Another difference is in the way some people view divorce. Divorce in a preacher’s household used to mean the end of his ministry. There are times, however, when a man becomes a preacher after his marriage and his wife says, “I didn’t marry a preacher and I won’t be a preacher’s wife.” She cannot handle the pressure. We know preachers today who are still actively serving in churches, after their wives have walked away. We also know preachers who are married to their second wives, after a divorce. Divorce is no longer viewed as the “unpardonable sin” as it once was. We know some wonderful women who became preacher’s wives after their marriage, and are faithfully serving God and loving their husbands. My mother was one of them and she is still a witness for the Lord in the retirement home where she lives at age 91. We are also aware that some places are not as accepting of this as others are.

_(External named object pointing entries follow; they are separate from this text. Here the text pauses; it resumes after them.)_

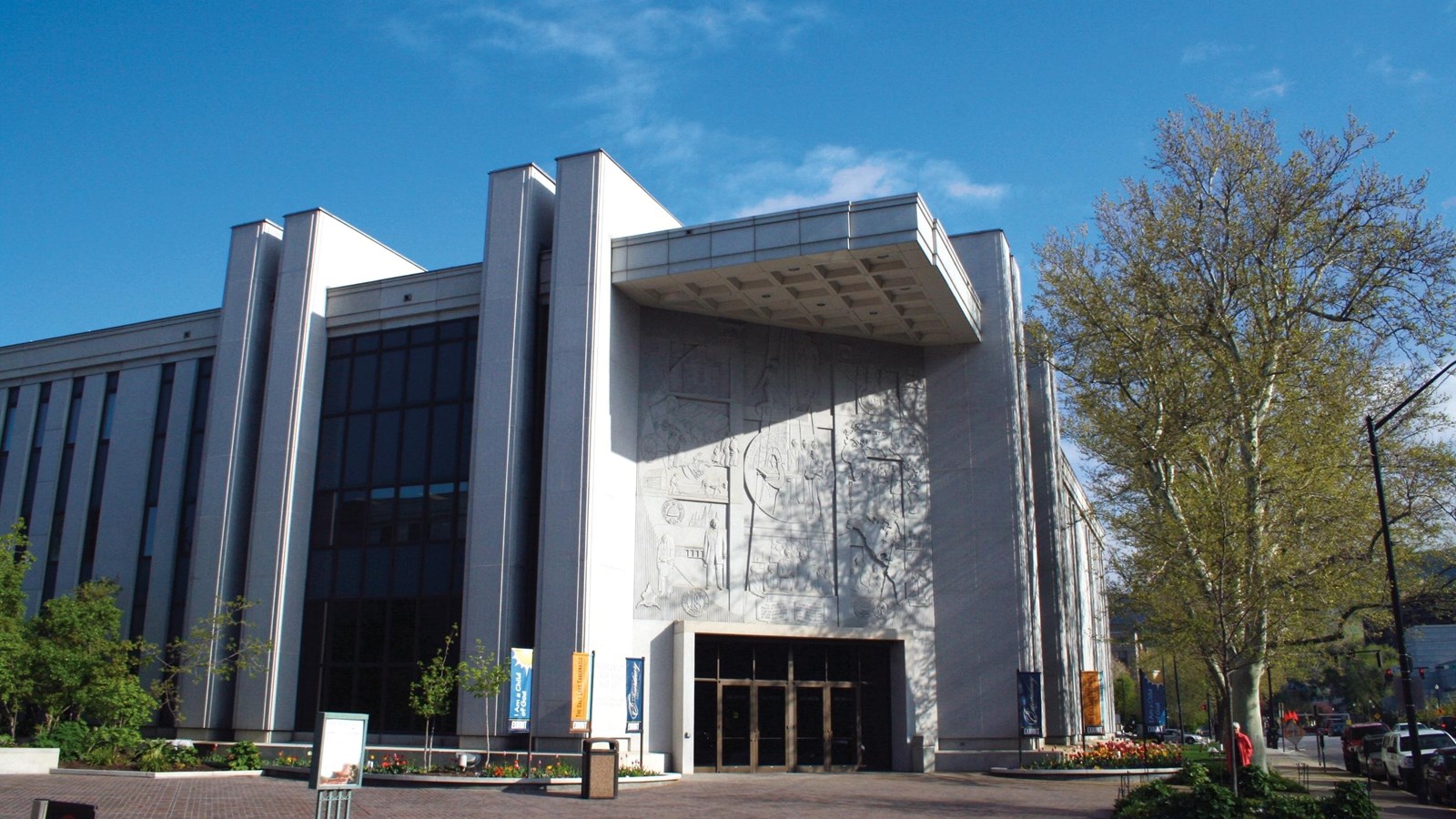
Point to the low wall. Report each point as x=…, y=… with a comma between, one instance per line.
x=29, y=760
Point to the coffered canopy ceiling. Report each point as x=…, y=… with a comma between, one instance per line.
x=880, y=268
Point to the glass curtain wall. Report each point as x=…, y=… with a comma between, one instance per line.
x=389, y=519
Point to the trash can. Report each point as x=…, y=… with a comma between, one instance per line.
x=599, y=768
x=53, y=809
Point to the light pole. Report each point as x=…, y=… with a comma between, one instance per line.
x=1372, y=428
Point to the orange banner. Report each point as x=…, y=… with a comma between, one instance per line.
x=1092, y=703
x=580, y=690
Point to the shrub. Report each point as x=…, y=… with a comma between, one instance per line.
x=111, y=745
x=1350, y=800
x=162, y=755
x=1210, y=800
x=244, y=756
x=70, y=736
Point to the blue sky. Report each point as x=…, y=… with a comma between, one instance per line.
x=135, y=135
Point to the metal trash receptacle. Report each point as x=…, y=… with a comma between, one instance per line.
x=599, y=768
x=53, y=809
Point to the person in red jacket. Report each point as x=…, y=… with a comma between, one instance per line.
x=1242, y=745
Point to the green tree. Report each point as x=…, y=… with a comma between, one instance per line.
x=434, y=691
x=15, y=646
x=215, y=646
x=1125, y=697
x=482, y=678
x=1220, y=339
x=82, y=668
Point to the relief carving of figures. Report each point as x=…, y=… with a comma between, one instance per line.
x=786, y=472
x=689, y=559
x=883, y=515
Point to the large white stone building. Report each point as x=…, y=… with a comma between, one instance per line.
x=800, y=462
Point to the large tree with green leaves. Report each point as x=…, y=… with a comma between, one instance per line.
x=15, y=646
x=1220, y=336
x=80, y=666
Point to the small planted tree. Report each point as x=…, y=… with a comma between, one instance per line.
x=211, y=647
x=431, y=695
x=484, y=678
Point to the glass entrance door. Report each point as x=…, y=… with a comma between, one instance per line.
x=808, y=727
x=771, y=749
x=790, y=705
x=750, y=727
x=844, y=729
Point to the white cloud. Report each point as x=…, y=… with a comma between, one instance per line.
x=1385, y=69
x=1269, y=84
x=832, y=174
x=1208, y=50
x=616, y=57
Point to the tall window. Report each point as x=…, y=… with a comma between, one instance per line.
x=33, y=468
x=388, y=542
x=63, y=486
x=6, y=429
x=187, y=518
x=149, y=522
x=108, y=411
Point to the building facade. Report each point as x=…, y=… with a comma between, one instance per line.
x=798, y=462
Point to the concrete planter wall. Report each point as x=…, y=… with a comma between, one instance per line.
x=29, y=760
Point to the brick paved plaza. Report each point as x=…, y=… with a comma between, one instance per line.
x=717, y=794
x=703, y=794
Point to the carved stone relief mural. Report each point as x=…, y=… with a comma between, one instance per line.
x=781, y=479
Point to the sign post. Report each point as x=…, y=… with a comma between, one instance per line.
x=581, y=693
x=339, y=761
x=637, y=672
x=1092, y=704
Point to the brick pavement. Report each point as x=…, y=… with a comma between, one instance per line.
x=844, y=796
x=705, y=794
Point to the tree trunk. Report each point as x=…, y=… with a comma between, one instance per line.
x=1247, y=710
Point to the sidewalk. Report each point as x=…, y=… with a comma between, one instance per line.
x=841, y=796
x=1303, y=767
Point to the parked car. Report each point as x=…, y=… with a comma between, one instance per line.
x=1397, y=763
x=1441, y=775
x=1353, y=736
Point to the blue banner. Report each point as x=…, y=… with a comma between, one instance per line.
x=1028, y=703
x=635, y=681
x=521, y=712
x=1155, y=703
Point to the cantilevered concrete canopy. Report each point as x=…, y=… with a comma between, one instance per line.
x=878, y=268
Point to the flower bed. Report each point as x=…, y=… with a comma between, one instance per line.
x=1117, y=753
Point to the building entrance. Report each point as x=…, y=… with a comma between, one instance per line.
x=766, y=705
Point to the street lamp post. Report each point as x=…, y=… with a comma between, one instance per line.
x=1372, y=428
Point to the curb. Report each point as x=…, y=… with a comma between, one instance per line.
x=155, y=774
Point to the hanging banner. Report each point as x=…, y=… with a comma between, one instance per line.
x=1028, y=702
x=1155, y=703
x=1092, y=703
x=635, y=672
x=521, y=698
x=580, y=693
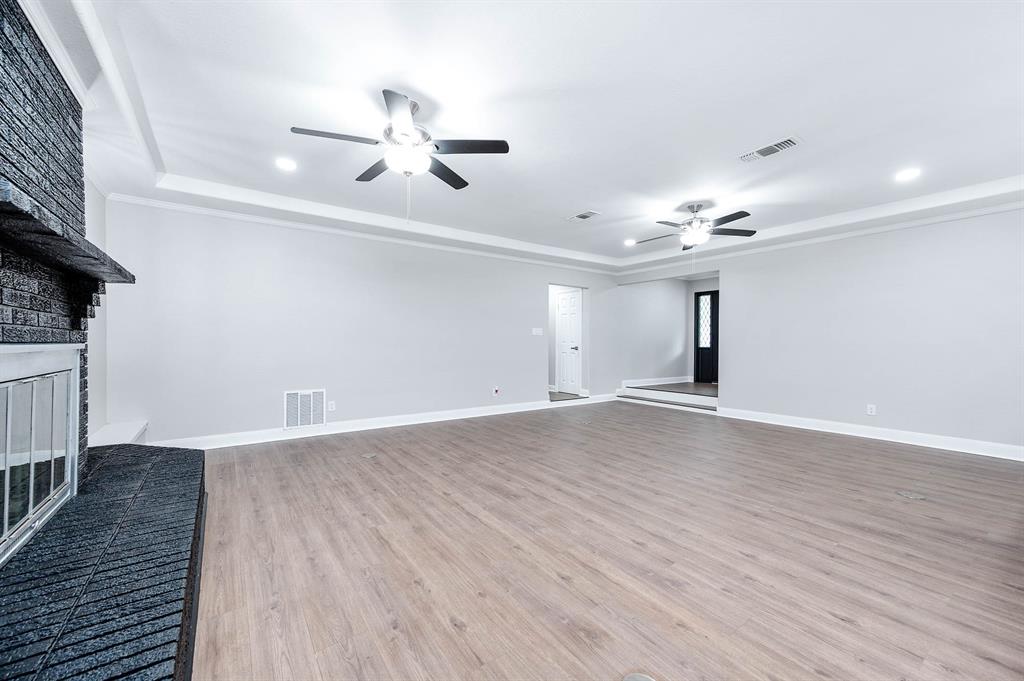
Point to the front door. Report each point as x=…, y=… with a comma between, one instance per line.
x=706, y=337
x=567, y=336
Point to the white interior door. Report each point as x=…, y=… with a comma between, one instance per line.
x=568, y=334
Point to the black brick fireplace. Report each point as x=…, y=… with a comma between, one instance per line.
x=50, y=277
x=99, y=560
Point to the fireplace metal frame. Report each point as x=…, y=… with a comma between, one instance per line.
x=25, y=360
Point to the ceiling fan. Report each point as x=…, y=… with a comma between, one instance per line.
x=696, y=230
x=409, y=147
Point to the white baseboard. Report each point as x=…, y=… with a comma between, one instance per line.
x=636, y=382
x=126, y=432
x=333, y=427
x=983, y=448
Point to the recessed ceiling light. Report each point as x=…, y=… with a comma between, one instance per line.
x=907, y=174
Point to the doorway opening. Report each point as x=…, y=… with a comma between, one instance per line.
x=706, y=340
x=565, y=348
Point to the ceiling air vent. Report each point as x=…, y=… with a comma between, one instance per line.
x=304, y=408
x=780, y=145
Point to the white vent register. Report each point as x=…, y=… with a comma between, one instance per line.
x=304, y=408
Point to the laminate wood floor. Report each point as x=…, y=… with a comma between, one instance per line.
x=602, y=539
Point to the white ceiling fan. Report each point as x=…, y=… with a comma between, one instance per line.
x=409, y=147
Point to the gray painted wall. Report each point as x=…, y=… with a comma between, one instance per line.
x=95, y=224
x=227, y=313
x=926, y=323
x=650, y=323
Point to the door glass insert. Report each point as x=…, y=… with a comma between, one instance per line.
x=704, y=322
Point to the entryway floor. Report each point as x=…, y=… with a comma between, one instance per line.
x=559, y=396
x=707, y=389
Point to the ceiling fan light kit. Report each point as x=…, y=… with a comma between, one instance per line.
x=697, y=229
x=409, y=147
x=408, y=160
x=410, y=150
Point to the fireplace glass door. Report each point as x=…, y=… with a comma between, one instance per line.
x=34, y=439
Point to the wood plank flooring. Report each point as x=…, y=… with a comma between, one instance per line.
x=590, y=542
x=706, y=389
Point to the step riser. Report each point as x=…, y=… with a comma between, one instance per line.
x=683, y=398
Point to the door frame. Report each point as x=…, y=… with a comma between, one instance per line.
x=581, y=322
x=715, y=296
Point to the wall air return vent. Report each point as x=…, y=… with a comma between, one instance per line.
x=304, y=408
x=771, y=150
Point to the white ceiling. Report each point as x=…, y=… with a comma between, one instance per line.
x=628, y=109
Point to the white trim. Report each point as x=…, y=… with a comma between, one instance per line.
x=54, y=46
x=19, y=348
x=338, y=231
x=714, y=256
x=983, y=448
x=882, y=217
x=334, y=427
x=117, y=69
x=272, y=201
x=637, y=382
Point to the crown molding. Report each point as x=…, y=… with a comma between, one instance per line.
x=113, y=57
x=339, y=231
x=427, y=230
x=51, y=41
x=637, y=274
x=1000, y=192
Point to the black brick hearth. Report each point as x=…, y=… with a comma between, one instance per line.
x=109, y=586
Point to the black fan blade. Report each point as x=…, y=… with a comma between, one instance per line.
x=446, y=174
x=471, y=145
x=372, y=172
x=400, y=113
x=729, y=218
x=335, y=135
x=733, y=232
x=654, y=239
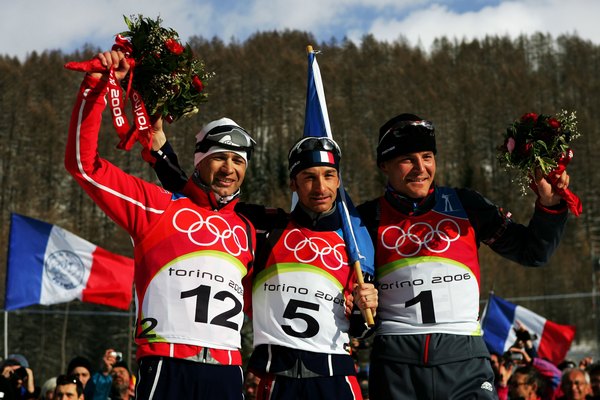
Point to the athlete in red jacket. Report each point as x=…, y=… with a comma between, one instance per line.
x=191, y=253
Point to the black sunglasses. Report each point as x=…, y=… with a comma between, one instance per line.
x=67, y=379
x=316, y=143
x=228, y=137
x=398, y=129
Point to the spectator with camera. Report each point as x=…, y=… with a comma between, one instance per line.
x=575, y=385
x=103, y=379
x=122, y=387
x=68, y=387
x=522, y=353
x=17, y=381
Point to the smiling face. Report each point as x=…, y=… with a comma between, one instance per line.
x=223, y=172
x=316, y=188
x=411, y=174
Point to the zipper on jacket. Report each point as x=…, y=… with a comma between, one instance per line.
x=426, y=349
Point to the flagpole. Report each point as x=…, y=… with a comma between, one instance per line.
x=367, y=313
x=5, y=334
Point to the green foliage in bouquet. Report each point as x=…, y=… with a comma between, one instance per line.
x=537, y=141
x=166, y=74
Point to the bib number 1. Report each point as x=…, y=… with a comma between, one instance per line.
x=425, y=299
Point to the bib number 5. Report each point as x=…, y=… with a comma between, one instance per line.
x=293, y=311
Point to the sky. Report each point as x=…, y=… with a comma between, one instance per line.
x=68, y=25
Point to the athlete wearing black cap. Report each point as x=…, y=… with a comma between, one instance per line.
x=301, y=282
x=428, y=341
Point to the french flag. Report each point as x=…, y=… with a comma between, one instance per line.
x=552, y=341
x=49, y=265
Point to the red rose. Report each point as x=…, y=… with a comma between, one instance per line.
x=174, y=46
x=529, y=117
x=198, y=84
x=526, y=150
x=553, y=122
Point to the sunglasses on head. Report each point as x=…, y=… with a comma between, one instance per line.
x=229, y=137
x=316, y=143
x=398, y=129
x=66, y=379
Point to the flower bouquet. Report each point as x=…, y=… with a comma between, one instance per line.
x=164, y=79
x=541, y=141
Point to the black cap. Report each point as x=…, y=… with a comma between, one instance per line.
x=79, y=362
x=405, y=133
x=313, y=151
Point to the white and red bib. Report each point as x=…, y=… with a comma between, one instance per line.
x=427, y=270
x=189, y=289
x=298, y=299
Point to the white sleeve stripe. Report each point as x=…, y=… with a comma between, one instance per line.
x=92, y=181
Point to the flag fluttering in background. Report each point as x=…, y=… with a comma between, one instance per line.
x=552, y=340
x=49, y=265
x=316, y=123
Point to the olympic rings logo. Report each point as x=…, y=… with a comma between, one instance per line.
x=306, y=250
x=212, y=229
x=421, y=235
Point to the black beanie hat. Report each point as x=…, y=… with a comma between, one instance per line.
x=79, y=362
x=121, y=364
x=313, y=151
x=405, y=133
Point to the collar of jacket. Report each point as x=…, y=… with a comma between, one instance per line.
x=327, y=221
x=409, y=206
x=206, y=198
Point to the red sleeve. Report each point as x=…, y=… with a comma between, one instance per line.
x=247, y=280
x=132, y=203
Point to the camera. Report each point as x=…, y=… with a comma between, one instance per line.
x=117, y=355
x=20, y=373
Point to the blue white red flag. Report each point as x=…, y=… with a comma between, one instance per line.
x=49, y=265
x=552, y=341
x=316, y=123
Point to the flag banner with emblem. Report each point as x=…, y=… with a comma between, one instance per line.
x=551, y=340
x=316, y=123
x=49, y=265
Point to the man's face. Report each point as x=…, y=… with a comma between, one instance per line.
x=120, y=377
x=223, y=172
x=574, y=385
x=316, y=188
x=520, y=389
x=82, y=373
x=595, y=383
x=67, y=392
x=411, y=174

Each church body is different.
Change has come, too, in methods used today. Our music is different. Our youth are different in the way they dress and the things they do. (Who could have imagined paintball or teen rock bands back in the 1950’s or ‘60’s?) In the early days of our ministry, guitars were not considered instruments for use in church. They were played in dance halls and saloons. But today guitars have been sanitized and sanctified, set apart for use in worship. We attended a church recently that had thirteen string instruments and singers on the platform, and nobody was playing the piano.
Change comes to every generation. We have to do what is necessary in order to reach people for Jesus. But praise God, He remains the same, our all-knowing, all loving heavenly Father. We still worship and praise that same awesome and holy God. We still bow our heads and talk to Him in prayer, and call upon Him in times of need and stress. We still lead people to faith in Jesus, the only way to salvation. We still see people coming down the aisle to accept him as Savior and follow Him in believer’s baptism. He is the same yesterday, today, and forever.
We did it our way, now church leaders are doing it their way. It is difficult for us, as older adults, to accept a lot of new things. But change is here. It is a part of our churches and our leadership. Let’s try to embrace and accept change, as people continue to come to our loving Father.